Congressman Alcee Hastings, Democrat of Florida, has just introduced a bill with 27 co-sponsors to allow gay service members to testify openly at Congressional hearings about "don't ask, don't tell." Rep. Hastings authored the bill to ensure that the national debate will not be stacked against those most affected by the current gay ban. Without explicit protection, gay troops could be fired for sharing their views and experiences with senators and representatives, since current law calls for discharging anyone who says they are gay.
The bill, which also protects straight troops from retaliation for expressing views that might appear to undercut military policy, is needed for several reasons. Congressional hearings on "don't ask, don't tell," which were promised this fall, have been delayed, but are expected to happen next year. For too long, the national debate about gay service has centered not around those most affected by the gay ban, but around straight people, who are presumed to be so uncomfortable around gays that their discipline will be smashed if they're allowed to know the truth about their peers. Recent data show this ain't so. Three quarters of straight troops are "personally comfortable" around gays, and the majority of younger enlisted folks actually favor ending the gay ban. Yet, while most Americans think the ban is unfair and unnecessary, the nation still doesn't know the full extent of its costs, doesn't grasp the dire urgency of ending the ban. I've sought to chronicle many of these reasons elsewhere, but I am not an active duty gay soldier; how can any national debate about today's gay troops be healthy and robust if the very policy at issue bars those most affected from speaking up?

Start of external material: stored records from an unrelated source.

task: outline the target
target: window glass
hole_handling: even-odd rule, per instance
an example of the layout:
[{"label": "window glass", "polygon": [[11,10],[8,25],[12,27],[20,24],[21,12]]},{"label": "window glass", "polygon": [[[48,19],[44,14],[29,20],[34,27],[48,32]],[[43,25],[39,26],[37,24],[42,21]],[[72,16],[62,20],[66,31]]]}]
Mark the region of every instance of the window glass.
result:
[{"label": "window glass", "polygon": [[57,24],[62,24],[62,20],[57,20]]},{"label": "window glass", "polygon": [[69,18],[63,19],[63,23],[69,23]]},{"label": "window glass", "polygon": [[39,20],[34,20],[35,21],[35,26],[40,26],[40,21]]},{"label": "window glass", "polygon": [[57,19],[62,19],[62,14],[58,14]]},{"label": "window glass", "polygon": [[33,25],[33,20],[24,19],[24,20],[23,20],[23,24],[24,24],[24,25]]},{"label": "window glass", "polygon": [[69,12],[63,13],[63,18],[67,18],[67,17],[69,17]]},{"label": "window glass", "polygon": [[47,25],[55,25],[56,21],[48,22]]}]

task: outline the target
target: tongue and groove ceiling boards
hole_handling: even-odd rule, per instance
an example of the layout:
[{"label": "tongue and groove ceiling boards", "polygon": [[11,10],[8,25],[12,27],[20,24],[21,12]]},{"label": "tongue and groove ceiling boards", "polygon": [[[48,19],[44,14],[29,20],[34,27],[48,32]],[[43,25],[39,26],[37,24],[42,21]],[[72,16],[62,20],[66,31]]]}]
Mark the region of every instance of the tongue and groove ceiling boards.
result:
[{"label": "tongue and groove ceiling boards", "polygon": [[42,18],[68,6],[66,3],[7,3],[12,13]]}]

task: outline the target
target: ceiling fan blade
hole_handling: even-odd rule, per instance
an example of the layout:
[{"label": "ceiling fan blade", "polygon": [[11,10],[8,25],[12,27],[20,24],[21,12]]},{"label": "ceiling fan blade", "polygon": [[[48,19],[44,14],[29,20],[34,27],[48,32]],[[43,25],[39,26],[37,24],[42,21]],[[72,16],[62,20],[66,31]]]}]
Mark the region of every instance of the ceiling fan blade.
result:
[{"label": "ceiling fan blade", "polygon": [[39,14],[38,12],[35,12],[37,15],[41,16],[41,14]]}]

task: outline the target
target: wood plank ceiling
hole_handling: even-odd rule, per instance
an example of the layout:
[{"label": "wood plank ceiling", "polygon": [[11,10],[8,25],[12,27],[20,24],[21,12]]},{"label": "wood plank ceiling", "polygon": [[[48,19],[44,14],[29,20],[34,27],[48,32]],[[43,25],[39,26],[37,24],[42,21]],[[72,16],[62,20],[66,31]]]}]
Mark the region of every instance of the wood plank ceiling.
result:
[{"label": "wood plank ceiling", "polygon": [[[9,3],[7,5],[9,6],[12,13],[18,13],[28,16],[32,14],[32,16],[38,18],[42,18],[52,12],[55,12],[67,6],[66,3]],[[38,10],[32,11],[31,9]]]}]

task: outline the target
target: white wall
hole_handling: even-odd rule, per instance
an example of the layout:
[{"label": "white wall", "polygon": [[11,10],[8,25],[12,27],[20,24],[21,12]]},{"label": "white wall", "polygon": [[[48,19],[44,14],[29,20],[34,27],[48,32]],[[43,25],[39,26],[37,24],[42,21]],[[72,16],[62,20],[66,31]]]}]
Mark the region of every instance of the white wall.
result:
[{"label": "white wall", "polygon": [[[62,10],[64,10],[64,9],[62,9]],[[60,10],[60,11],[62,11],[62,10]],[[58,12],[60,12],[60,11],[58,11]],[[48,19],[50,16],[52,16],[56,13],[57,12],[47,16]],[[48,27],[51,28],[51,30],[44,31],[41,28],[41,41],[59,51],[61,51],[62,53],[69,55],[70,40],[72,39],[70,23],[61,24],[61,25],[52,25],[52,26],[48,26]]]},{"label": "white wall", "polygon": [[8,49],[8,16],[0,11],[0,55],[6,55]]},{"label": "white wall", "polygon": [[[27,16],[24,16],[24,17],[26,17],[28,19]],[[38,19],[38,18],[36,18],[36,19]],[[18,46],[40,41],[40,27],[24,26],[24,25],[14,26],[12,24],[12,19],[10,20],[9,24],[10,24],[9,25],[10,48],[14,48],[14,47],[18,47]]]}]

In an ideal world, Washington pols with the power to lift the ban would have done it by now. Literally decades of research, including by the military itself, shows that openly gay service works, and most of today's service members say they already know or suspect gays in their units. The only thing the gay ban does is perpetuate denial and repression, and waste the badly needed talents of thousands of American patriots.
Yet several efforts to soften or suspend "don't ask, don't tell," including a stop-loss order, a moratorium on discharges proposed by Sen. Kirsten Gillibrand, and a proposal by Rep. Hastings to de-fund the ban, have been blocked by Congressional leadership and the White House. Hopes for full legislative repeal are dimming as Congress procrastinates and sufficient votes in the Senate are far from secure.
Hearings, however, will be hard to drop entirely, as they have been promised by Democrats with the power to hold them. When they occur, lawmakers will need full information to fruitfully evaluate when and how to implement repeal. While veterans will be invited to testify, along with active duty military members if they are straight, current gay troops will be banned unless this bill goes through. Politicians routinely say they want to hear from those in the current military before deciding whether to support repeal. Shouldn't this include gay and lesbian troops?
Defense Secretary Robert Gates has said his office is seeking "more humane" and flexible ways to apply "don't ask, don't tell" by relaxing its enforcement. The Hastings bill would be wholly consistent with this effort, as letting gays speak openly before Congress would serve as the first official relaxation of the military ban in sixteen years.
In a dramatic round of 1993 Senate hearings, Lt. J.G. Tracy Thorne, an A-6 bombardier-navigator, stood up after months of venomous debate about gay Americans and said, "I am the person you have been talking about. My sexuality is part of me, but it is not all of me. Mr. Chairman, I am Lieutenant Junior Grade Tracy Thorne, and I am a red-blooded American. I am the member of a family, the son of a doctor from Mississippi and a mother from South Carolina, a member of the Methodist Church. I grew up in a small town in South Florida. I lived the all-American boy's life, going to school on weekdays and fishing on weekends." Thorne's commander stated that he was an "exemplary, hard-charging young lieutenant with great professional ability to do the job." But because he told the truth to America, a shipmate was ordered to climb a ladder with a rag and a can of paint thinner and wipe his name from the side of the jet he once flew to protect us. To utter this truth, Thorne had to lose his job, and the nation had to lose his service. Countless others who felt they couldn't afford to sacrifice their careers were forced to remain totally silent in a debate about their own futures. Will we do better this time?